By Solomon Klein (February 5, 2013, at 8:40 AM)
There has been some growing buzz occurring lately about the possibility of Apple coming out with a larger iPhone, to compete with lesser phones such as the Galaxy Note II and the like. What I find even more surprising is that the folks who usually would have shaken off such claims are taking the rumors seriously. In a recent blog post, Marco Arment, creator of Instapaper and connoisseur of fine coffees and BMWs, says that Apple is losing sales to Samsung and others because it doesn't have a bigger phone:
“The iPhone has lost a significant number of sales by buyers either wanting a larger screen or being drawn to how much better the large screens look in stores. Here’s how this theoretical iPhone Plus looks next to the large-screened competition:
“Now, imagine that lineup without the iPhone Plus mockup. That’s how the shelf looks today when a buyer goes into a phone store.”
I usually tend to agree with Marco, but here I must humbly disagree. Let’s compare this same idea to the Mac vs. PC arena. Currently, the best selling laptop around is a Mac. What does the shelf look like for Apple?

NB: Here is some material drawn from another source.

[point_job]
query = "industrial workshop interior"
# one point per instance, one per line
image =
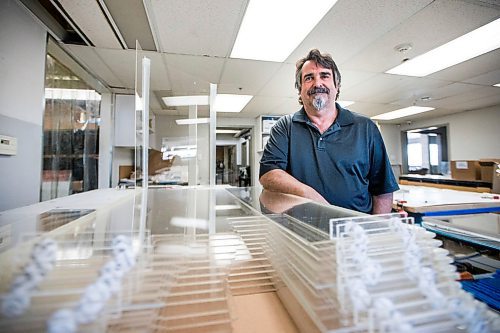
(132, 137)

You have two MBAs and four MPBs (two non-retina and two retina). This brings them up to a grand total of six laptops.
Dell, on the other hand…
Dell is taking the “all things to all men” approach here. They make more Inspirons and Latitudes than Apple makes Macs. But who’s getting the sales? Who’s making the money here? Apple is. Companies such as Dell and HP, which provide varying laptops for every man and his neighbor, actually lose sales by creating a paradox of choice for their potential customers.
I would say that the real reason the iPhone isn’t as big in places like China and the Koreas is simply that many carriers haven’t had the iPhone until more recently — NOT because Apple doesn’t have a monster phone.
Now, I could see Apple coming out with a bigger phone — partially because of the iPhone 5, and partially because of Auto Layout. I would like to believe that Auto Layout was just for the 5 and the iPad mini. But maybe Apple had bigger ideas in mind. Apple opened a mixed can of bacon and worms when it came out with the iPhone 5. The bacon is an awesome device, the iPhone 5. The worms? It may have marked the beginning of Apple's departure from Simplicity.
If Apple does come out with an iPhone Plus, it will be the beginning of the end.